いま思うと、20代から始めたイラスト稼業という世俗的な商売が、ちょっとヤツガレには飽きてきた、そーゆーナマイキな年頃だったのでしょう。妙にこの「ミザントロープ」という言葉が気に入ってしまい、それで独り勝手気ままに、好きな絵を描くだけの場所をなんとか手に入れようと、島に来てアトリエを建てちゃったのですよ。島の中でも周囲にまったくひと気のない場所をわざわざ探してね。はじめは電話も引かず(携帯は今も入らないけど)、とりあえず仕事から逃げ出すことには成功した。 
それまでの広告や平凡出版(現マガジンハウス)などの仕事で、流行を追いかけるだけの、やたらに忙しいイラスト稼業に嫌気がさしていたのです。
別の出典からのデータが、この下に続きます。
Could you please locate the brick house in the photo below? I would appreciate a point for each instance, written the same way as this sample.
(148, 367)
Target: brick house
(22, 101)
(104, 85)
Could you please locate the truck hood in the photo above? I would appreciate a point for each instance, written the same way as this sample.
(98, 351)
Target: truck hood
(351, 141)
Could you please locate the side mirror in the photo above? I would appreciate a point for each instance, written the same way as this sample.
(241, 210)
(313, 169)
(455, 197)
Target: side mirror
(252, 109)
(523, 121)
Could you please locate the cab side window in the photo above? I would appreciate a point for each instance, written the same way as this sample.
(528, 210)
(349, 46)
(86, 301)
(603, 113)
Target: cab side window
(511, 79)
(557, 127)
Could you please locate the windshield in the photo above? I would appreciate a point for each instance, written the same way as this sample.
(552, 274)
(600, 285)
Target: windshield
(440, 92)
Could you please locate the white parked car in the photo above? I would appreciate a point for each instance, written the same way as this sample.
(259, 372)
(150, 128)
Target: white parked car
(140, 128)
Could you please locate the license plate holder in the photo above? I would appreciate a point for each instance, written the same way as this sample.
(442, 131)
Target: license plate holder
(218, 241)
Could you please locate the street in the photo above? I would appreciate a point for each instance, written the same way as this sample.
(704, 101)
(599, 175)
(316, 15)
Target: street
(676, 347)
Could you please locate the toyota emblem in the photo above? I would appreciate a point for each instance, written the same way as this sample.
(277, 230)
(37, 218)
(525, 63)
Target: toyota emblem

仕事を半年休んで『ぼくの美術帖』を書いたのもその頃。 ミザントロープとは、厭世家という意味なのです。 今ならただの「引きこもり」とか「ウツ」とか言われちゃいそうだけど、それとはちょっと違うのね。 自ら積極的に自由を求めて、社会から飛び出しちゃうことだから、どちらかといえばオプティミストの世捨て人なのですよ。 しかしワタシの場合は、イラスト稼業を辞めたら、子供もいるし、すぐ路頭に迷っちゃうから、しかたなく半分だけ東京へ出稼ぎに行くことになる。という情けない Le Misanthorope になっちゃったワケよ。
今でも島のアトリエの、私道のつきあたり、ガレージの壁にPRIVATE PROPERTY「私有地につき侵入おことわりだぞ!」と英字看板がつけてある。これもアトリエができてすぐだったから、ミザントロープなぞと厭世家カブレをしていた頃だったのが、自分ではよくわかる。バカだね。こんな自然しかない場所へ、誰も侵入なんかしないし、英語を読める人もあんまりいなさそうだし、これは何の役にもたたない看板だった。侵入するのはリスくらい。 コレを見るたびに昔を思い返して恥ずかしくなる。しかし「初心忘るべからず」ということもあるから、一応まだつけてあります。